At first glance, it might seem that musl and machine learning belong to completely different realms. However, the relation between them is becoming more apparent, especially as machine learning shifts toward more resource-efficient and edge-computing environments. Many machine learning systems today, including those built with frameworks like TensorFlow and PyTorch, often rely on CPython for development and deployment. As these systems are increasingly used in embedded and resource-constrained environments, such as IoT devices, the underlying system’s C library (whether glibc or musl) becomes crucial.
However, there are many problems…
Integrating musl into machine learning systems comes with certain challenges. The most notable is compatibility. Since many machine learning and data processing libraries are optimized for glibc, certain features and packages, may require additional effort to work seamlessly in a musl-based environment.
Not long ago, we migrated the docker images used by our java application from a glibc-based image (Red Hat) to a musl-based image (Alpine). While this migration presented several challenges, one of the most critical issues surfaced recently. The problem occurred when we attempted to import a Parquet data source from a file that had been compressed using the Snappy algorithm. We encountered the following error:
Error loading shared library ld-linux-x86-64.so.2: No such file or directory.
The Snappy Java library is built specifically for glibc and does not support musl natively. The dynamic linking process fails, as musl doesn’t include the ld-linux-x86-64.so.2 library that glibc does. Ideally, we would have Snappy compiled for musl, but currently the snappy package for java is not compatible with musl out of the box and requires manually building the image.

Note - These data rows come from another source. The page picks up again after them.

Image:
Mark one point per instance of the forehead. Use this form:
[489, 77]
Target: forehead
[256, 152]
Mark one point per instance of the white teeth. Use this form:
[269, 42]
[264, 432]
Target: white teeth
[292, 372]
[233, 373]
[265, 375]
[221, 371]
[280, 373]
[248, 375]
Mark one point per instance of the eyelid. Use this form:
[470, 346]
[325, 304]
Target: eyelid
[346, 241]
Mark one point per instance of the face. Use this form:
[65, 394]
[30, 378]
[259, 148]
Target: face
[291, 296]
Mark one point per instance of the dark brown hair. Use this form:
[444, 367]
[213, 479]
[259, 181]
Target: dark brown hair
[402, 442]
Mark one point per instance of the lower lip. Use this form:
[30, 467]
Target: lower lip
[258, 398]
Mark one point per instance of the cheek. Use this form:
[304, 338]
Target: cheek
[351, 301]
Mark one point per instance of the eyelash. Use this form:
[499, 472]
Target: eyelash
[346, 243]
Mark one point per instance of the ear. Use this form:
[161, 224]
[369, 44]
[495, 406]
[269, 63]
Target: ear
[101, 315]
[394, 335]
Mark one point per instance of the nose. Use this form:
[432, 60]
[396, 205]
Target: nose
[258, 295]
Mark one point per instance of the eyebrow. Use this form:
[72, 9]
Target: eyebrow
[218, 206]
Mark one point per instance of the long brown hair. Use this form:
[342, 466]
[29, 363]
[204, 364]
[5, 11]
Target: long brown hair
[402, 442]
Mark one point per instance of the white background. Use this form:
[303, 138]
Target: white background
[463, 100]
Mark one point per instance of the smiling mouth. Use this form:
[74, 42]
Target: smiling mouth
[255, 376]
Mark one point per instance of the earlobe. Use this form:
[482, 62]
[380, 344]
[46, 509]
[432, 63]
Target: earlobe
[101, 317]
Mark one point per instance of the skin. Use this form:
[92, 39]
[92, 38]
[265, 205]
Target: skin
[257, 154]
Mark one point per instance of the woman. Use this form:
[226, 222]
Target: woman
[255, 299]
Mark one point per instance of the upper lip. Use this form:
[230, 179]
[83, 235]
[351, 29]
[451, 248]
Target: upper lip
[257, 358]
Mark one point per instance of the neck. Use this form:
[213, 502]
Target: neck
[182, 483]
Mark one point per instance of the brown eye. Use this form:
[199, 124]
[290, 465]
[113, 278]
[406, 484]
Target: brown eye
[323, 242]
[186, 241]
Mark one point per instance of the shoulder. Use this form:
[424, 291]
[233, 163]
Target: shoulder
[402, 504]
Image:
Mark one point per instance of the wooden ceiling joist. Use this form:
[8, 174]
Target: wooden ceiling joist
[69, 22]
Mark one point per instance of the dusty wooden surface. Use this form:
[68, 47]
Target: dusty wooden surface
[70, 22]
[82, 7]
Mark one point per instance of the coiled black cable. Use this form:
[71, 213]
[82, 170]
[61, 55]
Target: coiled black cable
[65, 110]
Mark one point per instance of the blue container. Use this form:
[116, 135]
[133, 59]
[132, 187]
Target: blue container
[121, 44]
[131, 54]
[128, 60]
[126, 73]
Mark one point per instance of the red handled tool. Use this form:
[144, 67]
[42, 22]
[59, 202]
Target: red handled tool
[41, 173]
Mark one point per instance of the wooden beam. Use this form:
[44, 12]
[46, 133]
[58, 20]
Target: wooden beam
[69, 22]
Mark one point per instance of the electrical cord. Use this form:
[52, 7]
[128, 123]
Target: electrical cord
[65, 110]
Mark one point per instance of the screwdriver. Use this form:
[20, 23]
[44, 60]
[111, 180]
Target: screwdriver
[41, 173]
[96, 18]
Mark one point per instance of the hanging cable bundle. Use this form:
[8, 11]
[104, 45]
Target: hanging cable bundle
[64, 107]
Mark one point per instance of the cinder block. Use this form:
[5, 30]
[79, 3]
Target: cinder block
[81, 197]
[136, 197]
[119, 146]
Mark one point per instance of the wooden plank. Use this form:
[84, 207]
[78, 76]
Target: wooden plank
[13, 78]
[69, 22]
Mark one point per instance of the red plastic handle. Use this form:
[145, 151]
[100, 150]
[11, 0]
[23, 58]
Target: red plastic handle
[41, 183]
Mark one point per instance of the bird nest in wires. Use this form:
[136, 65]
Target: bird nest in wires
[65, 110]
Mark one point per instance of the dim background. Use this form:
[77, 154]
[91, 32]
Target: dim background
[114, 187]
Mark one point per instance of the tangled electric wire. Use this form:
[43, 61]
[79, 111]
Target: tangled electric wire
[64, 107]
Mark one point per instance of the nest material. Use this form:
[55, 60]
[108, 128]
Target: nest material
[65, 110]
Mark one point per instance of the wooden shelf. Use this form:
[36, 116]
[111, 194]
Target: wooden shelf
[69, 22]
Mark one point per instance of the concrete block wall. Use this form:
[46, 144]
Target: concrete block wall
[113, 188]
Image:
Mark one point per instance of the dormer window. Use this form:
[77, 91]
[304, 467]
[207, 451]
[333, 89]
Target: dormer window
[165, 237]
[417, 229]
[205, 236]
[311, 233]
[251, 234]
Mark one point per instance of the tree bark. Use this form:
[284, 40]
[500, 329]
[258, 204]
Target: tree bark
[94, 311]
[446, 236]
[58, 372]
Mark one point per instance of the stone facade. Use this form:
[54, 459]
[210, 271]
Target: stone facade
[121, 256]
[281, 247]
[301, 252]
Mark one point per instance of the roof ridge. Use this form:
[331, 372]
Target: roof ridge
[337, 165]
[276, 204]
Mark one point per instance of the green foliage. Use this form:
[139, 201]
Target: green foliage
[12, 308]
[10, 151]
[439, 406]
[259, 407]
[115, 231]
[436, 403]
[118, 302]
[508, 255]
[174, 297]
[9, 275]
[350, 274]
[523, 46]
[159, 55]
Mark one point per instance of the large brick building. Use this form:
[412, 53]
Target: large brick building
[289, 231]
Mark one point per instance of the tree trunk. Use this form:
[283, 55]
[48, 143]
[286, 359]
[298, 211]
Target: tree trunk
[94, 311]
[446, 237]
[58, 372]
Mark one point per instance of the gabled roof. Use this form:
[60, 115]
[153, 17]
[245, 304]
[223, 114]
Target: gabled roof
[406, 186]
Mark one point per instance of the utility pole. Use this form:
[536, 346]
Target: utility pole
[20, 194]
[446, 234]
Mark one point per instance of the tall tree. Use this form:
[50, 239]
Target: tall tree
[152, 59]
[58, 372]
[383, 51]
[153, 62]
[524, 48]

In previous versions of Snappy (before 1.1.9.0), there was a pure-Java mode that allowed Snappy to run on unsupported systems with a special flag. Unfortunately, this feature was removed in version 1.1.9.0 due to some issues like data corruption. Moreover, older versions of Snappy contain critical security vulnerabilities, making them unsuitable for use.
Solving this compatibility issue
While having Snappy natively compiled against musl would be the best solution for this problem, there is a workaround that leverages existing tools in the Alpine ecosystem. Alpine images provide compatibility packages like gcompat and libc6-compat, which include libraries to help run binaries compiled against glibc. It is important to refrain that this libraries only allow to run binaries that are already compiled using glibc and not and cannot be used to build software that requires glibc.
In our case, the libc6-compat package includes the ld-linux-x86-64.so.2 library, which creates a symlink /lib64/ld-linux-x86-64.so.2 that points to /lib/libc.musl-x86_64.so.1. Since snappy looks for the lib under the /lib/ folder, by creating a symlink from /lib/ld-linux-x86-64.so.2 to /lib/ld-musl-x86_64.so.1, we were able to trick Snappy into finding the dependency it was looking for, thus resolving the issue.
While this workaround might resolve the issue, it could introduce problems elsewhere in the application, as compatibility layers can cause unforeseen issues. The recommended solution is to compile the binary against your own system and do the necessary performance checks. I’ve submitted a pull request in the open source repository to ensure that future releases of Snappy Java will include this compatibility natively, eliminating the need for workarounds or manual compilation against a musl system.
Changes to base images should always be considered carefully
Migrating to Alpine Linux offers significant benefits, such as smaller docker images and improved performance. However, it can also present challenges, especially when working with software tightly coupled to glibc, as is often the case with machine learning and data pipelines.